Мама такие ужасы про эту свою поездку рассказала! Оказывается, когда они там рыли противотанковые рвы, их несколько раз бомбили фашисты. Они разбегались, прятались, но всё равно у них были раненые и даже убитые. А одной тёте, которая уборщицей работает в мамином кинотеатре, бомбой оторвало руку по локоть. Ужас. Хорошо ещё, что в маму не попали.
А ещё мама рассказала, что в самом конце её фашисты чуть было в плен не захватили! Они ночевали в деревне в каком-то большом сарае, который мама считала бывшей колхозной конюшней. И как-то в середине ночи прибежал их старший, который командовал на рытье рвов, и закричал, чтобы все немедленно вставали и уходили. Потому что сейчас в деревню войдут немцы. Мамин отряд тогда шёл всю ночь и половину дня, пока к железной дороге не вышли. И шли очень быстро, чуть ли не бегом. А если кто не мог так быстро идти, то его не ждали. Но мама смогла. Дошла. Потом их посадили в поезд и привезли в Ленинград. Только ехала мама обратно в товарном вагоне. В общем, приключений у мамы от этой поездки уже на небольшую книжку наберётся. И я очень рада, что для неё всё закончилось хорошо.
Ой, что-то я совсем замечталась. Мария Кузьминична уже расписание уроков на доске написала. Надо переписать. Сашка вон, вижу, строчит изо всех сил. Он на соседнем ряду со мной сидит, на одну парту впереди. Чёрт. Теперь мы с Сашкой, получается, одноклассники. Раньше-то он всегда в классе "Б" учился и в школе мы с ним почти не пересекались. А теперь вместе учиться станем. Вот гадство! Мало мне дома его выходки терпеть, так теперь он ещё и в школе меня доставать будет.

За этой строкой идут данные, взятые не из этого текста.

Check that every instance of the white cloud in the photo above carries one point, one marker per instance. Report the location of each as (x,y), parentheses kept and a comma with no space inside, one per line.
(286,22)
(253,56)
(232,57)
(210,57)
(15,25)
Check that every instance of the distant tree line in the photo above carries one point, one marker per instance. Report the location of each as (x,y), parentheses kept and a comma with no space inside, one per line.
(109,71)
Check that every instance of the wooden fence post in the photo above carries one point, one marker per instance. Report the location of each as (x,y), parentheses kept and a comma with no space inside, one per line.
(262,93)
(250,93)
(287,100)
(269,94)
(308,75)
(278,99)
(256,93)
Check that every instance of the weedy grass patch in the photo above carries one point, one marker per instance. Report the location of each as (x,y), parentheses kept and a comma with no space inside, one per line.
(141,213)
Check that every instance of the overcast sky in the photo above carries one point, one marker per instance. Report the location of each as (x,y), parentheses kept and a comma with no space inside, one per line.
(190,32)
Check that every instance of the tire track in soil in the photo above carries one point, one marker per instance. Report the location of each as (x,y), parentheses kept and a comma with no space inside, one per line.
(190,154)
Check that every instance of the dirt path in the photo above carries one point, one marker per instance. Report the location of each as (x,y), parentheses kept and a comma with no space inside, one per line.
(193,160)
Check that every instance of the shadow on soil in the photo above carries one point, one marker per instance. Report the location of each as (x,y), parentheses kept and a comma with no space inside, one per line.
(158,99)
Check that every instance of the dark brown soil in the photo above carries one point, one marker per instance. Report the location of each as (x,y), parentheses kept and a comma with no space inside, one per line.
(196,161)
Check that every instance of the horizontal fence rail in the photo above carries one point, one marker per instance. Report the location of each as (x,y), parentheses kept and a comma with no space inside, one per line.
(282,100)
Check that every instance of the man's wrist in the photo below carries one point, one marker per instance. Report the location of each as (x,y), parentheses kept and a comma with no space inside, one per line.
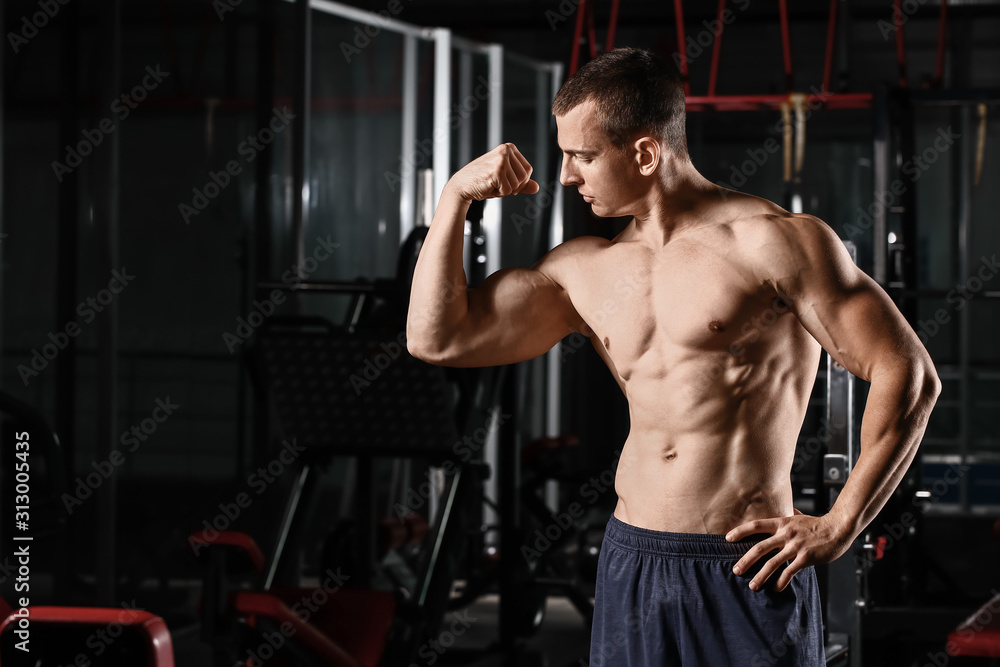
(845,523)
(452,195)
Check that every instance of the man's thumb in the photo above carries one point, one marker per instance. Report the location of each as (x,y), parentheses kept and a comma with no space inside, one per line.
(530,188)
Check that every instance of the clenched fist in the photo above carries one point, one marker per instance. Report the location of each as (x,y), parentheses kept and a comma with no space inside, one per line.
(501,172)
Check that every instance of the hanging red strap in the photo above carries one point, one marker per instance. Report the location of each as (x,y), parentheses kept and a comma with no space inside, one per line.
(831,32)
(786,45)
(574,59)
(612,25)
(716,48)
(681,46)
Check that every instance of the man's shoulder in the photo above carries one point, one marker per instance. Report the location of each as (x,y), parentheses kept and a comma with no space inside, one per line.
(780,245)
(562,261)
(769,230)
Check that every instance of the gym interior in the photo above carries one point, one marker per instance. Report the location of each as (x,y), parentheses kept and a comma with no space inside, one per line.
(216,448)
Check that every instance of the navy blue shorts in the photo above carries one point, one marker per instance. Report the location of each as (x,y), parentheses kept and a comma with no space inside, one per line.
(672,599)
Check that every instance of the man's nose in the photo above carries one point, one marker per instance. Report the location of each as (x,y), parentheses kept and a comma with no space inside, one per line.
(567,176)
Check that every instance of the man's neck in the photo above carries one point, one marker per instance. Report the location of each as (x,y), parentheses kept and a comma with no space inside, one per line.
(679,202)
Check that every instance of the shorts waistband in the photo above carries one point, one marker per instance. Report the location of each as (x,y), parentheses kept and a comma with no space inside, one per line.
(699,545)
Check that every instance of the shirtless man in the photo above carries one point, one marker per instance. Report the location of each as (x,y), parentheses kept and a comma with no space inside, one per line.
(710,309)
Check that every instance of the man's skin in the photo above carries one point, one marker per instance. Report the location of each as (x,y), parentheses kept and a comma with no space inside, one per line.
(709,309)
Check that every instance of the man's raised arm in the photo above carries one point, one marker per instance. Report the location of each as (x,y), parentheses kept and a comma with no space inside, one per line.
(516,314)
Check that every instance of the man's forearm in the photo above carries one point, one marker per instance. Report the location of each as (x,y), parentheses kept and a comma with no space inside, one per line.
(899,404)
(438,300)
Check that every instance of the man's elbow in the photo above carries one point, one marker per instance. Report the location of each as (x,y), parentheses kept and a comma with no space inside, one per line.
(425,352)
(927,381)
(426,348)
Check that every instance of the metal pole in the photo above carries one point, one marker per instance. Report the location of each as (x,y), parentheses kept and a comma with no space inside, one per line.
(105,200)
(494,136)
(965,315)
(301,131)
(408,185)
(442,107)
(842,579)
(880,172)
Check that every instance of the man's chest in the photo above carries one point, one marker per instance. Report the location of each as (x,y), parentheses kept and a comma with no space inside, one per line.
(674,303)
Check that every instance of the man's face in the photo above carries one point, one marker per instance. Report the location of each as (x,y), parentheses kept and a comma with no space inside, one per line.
(606,177)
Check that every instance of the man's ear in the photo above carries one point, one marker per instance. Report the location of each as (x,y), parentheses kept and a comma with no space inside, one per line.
(647,155)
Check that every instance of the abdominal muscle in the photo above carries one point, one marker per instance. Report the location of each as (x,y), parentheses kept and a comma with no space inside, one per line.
(704,454)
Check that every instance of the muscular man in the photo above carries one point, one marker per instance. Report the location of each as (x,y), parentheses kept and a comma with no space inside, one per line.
(710,309)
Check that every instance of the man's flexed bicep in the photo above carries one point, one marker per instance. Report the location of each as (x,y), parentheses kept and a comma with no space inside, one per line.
(516,314)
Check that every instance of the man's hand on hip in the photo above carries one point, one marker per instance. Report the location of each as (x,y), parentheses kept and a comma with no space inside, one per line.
(801,541)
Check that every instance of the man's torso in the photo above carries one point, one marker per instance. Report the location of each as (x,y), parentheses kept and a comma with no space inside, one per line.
(716,368)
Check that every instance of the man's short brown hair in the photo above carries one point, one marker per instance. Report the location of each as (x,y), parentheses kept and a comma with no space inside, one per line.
(636,92)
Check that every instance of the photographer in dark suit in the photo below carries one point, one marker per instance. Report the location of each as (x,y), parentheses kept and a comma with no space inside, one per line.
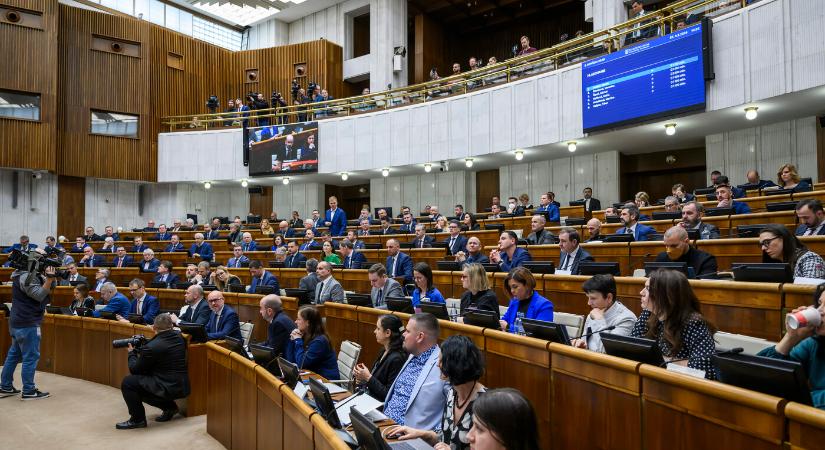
(158,375)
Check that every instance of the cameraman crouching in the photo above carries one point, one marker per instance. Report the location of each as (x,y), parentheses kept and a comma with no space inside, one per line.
(30,295)
(158,375)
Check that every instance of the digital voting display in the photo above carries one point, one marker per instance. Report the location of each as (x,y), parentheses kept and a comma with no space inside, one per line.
(656,78)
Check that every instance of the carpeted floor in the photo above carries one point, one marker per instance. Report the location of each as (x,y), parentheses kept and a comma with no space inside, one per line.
(81,414)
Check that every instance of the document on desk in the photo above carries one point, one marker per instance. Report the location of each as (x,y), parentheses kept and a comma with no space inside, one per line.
(364,404)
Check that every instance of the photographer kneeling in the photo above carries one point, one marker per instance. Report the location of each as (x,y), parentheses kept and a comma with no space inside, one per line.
(158,374)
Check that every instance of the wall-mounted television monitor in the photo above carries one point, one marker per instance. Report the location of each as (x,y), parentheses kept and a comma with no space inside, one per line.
(281,149)
(653,79)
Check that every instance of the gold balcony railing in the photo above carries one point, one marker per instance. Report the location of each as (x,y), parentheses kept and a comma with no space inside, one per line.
(576,50)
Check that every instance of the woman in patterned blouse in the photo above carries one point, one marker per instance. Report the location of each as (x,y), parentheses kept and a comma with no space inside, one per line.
(779,245)
(671,316)
(462,365)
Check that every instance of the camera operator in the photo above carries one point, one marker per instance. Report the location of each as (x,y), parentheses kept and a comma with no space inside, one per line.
(30,295)
(158,374)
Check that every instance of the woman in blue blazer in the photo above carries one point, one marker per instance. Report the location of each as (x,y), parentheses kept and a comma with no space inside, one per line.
(310,347)
(526,302)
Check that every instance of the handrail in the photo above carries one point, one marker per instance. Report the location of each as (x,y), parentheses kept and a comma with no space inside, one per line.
(574,50)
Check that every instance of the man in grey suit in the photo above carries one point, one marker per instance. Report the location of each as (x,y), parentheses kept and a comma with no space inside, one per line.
(328,289)
(382,286)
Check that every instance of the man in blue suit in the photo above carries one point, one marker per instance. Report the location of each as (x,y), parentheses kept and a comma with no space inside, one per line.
(811,218)
(223,321)
(398,264)
(417,396)
(261,277)
(90,259)
(630,220)
(509,256)
(201,249)
(115,301)
(350,258)
(294,259)
(335,218)
(455,242)
(122,259)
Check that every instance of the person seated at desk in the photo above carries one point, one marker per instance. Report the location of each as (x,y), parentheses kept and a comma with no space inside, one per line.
(811,218)
(174,245)
(222,279)
(630,222)
(507,255)
(165,275)
(538,235)
(606,312)
(238,259)
(525,302)
(779,245)
(201,249)
(418,396)
(788,178)
(279,326)
(725,196)
(223,321)
(473,254)
(804,345)
(692,214)
(517,429)
(310,347)
(571,252)
(678,249)
(115,301)
(423,279)
(478,294)
(462,366)
(122,259)
(261,277)
(382,286)
(671,316)
(390,360)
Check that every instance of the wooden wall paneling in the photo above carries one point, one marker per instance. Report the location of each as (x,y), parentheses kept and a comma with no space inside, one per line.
(28,65)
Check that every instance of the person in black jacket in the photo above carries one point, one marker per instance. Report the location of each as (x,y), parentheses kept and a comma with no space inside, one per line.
(388,333)
(478,294)
(158,375)
(280,325)
(678,249)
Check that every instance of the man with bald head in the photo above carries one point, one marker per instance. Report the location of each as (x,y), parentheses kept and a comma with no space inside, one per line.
(280,325)
(678,249)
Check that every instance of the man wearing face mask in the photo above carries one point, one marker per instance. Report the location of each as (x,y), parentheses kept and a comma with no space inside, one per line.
(678,249)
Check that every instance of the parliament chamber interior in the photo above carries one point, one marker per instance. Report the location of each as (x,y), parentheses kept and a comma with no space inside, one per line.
(328,224)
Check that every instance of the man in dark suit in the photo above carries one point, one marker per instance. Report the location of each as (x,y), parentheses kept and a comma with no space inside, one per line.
(90,259)
(455,242)
(421,239)
(158,375)
(811,218)
(571,253)
(280,325)
(165,274)
(223,321)
(349,257)
(398,264)
(122,259)
(261,277)
(294,259)
(678,249)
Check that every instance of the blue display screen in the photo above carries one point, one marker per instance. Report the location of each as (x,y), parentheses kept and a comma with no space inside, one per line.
(651,79)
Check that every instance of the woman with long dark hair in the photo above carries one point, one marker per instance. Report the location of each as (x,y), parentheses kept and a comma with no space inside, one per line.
(310,347)
(671,316)
(389,333)
(779,245)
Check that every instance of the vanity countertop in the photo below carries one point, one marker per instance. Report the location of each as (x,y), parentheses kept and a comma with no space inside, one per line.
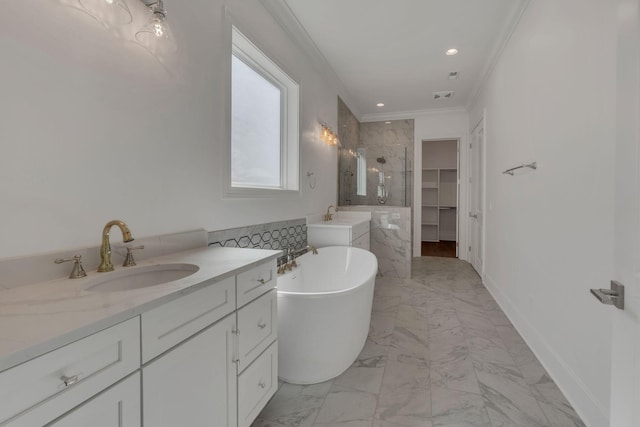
(337,223)
(340,219)
(40,317)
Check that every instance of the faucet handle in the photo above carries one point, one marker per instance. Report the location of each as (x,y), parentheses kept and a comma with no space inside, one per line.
(128,260)
(77,271)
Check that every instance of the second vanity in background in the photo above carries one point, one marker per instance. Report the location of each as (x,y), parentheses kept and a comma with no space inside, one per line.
(344,229)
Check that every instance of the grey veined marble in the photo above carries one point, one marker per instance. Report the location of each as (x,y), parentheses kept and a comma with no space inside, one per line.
(440,353)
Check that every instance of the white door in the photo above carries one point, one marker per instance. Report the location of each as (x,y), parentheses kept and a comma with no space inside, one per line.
(475,197)
(625,369)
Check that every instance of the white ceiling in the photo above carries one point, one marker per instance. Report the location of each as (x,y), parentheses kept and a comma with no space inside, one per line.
(393,51)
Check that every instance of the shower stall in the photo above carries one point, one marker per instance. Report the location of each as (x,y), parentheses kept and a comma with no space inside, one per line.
(374,175)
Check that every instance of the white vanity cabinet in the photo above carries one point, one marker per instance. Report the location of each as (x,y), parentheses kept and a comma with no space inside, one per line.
(193,384)
(219,375)
(205,358)
(339,234)
(118,406)
(39,391)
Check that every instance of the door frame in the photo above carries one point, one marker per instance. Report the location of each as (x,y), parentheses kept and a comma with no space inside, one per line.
(483,174)
(461,223)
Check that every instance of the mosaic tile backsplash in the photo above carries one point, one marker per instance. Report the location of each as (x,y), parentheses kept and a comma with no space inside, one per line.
(273,235)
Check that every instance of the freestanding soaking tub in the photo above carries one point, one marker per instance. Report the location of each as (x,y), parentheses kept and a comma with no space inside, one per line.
(324,310)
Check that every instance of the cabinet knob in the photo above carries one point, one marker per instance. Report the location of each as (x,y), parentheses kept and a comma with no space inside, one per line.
(69,381)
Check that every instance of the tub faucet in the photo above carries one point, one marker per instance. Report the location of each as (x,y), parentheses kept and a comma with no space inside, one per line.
(328,216)
(105,247)
(291,260)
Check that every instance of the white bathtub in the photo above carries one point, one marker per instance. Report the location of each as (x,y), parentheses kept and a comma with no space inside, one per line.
(324,309)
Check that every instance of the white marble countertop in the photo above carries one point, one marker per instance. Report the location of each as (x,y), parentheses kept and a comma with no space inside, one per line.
(340,219)
(40,317)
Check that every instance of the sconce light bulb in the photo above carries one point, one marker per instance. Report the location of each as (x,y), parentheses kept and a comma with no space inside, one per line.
(158,29)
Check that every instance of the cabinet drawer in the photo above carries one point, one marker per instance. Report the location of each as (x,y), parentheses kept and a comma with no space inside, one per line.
(40,390)
(118,406)
(255,282)
(359,229)
(257,326)
(167,325)
(256,385)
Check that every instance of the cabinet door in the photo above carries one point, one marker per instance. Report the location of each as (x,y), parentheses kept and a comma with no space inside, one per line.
(195,383)
(119,406)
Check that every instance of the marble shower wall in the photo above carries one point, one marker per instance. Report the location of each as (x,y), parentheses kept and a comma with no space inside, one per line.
(390,238)
(392,140)
(349,135)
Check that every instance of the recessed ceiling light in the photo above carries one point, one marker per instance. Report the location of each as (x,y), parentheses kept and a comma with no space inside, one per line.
(447,94)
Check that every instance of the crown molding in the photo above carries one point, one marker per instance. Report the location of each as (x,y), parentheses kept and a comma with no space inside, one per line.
(401,115)
(288,21)
(502,42)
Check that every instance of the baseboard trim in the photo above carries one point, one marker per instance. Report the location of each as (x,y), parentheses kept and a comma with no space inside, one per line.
(576,392)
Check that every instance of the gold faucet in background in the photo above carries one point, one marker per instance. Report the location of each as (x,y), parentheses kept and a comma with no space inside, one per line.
(328,216)
(105,247)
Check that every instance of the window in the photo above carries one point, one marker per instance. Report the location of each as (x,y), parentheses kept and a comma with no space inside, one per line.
(264,124)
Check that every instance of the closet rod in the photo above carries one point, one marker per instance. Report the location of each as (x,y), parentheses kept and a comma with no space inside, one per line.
(533,166)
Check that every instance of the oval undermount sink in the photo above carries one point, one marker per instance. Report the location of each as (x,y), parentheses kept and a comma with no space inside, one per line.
(141,277)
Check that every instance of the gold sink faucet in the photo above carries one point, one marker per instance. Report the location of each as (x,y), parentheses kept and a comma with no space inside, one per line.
(105,247)
(328,216)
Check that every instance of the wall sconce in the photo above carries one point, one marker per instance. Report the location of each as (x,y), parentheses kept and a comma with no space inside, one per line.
(155,31)
(123,19)
(327,135)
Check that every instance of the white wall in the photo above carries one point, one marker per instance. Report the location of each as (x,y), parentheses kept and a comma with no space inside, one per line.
(550,99)
(439,125)
(92,128)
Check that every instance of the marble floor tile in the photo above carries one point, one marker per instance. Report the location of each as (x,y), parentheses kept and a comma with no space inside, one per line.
(344,405)
(385,303)
(295,405)
(405,408)
(458,408)
(440,353)
(418,422)
(456,373)
(409,346)
(412,317)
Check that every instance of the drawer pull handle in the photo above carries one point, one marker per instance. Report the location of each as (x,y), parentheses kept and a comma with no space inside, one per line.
(69,381)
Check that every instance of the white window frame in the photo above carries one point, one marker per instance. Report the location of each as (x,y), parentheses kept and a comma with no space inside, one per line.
(250,54)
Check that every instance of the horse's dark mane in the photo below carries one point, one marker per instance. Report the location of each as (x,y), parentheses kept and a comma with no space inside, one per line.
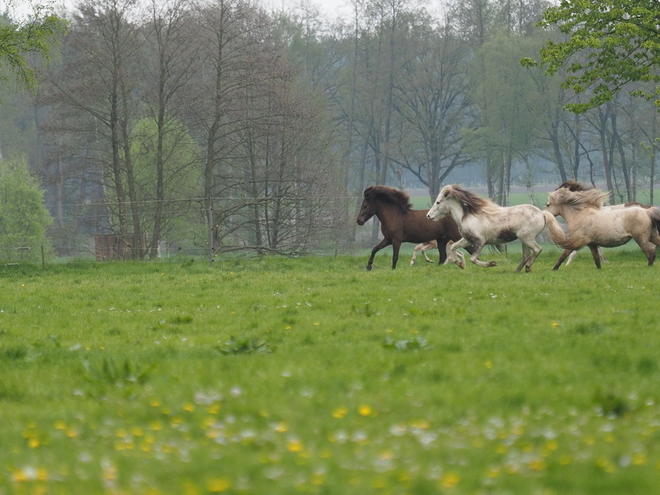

Но переписать расписание я не успела. Едва начала писать уроки на среду, как ожила висящая на стене класса чёрная тарелка, которая хриплым мужским голосом сказала: "Внимание, внимание! Говорит штаб противовоздушной обороны. Воздушная тревога! Воздушная тревога!"...
Не получилось у нас 1 сентября нормальных занятий. Мы четыре часа в подвале школы просидели. Слышали вой сирен на улице, выстрелы зенитных пушек. Но взрывов не было. Либо всех фашистов наши сбили, либо взрывы были очень далеко от нас.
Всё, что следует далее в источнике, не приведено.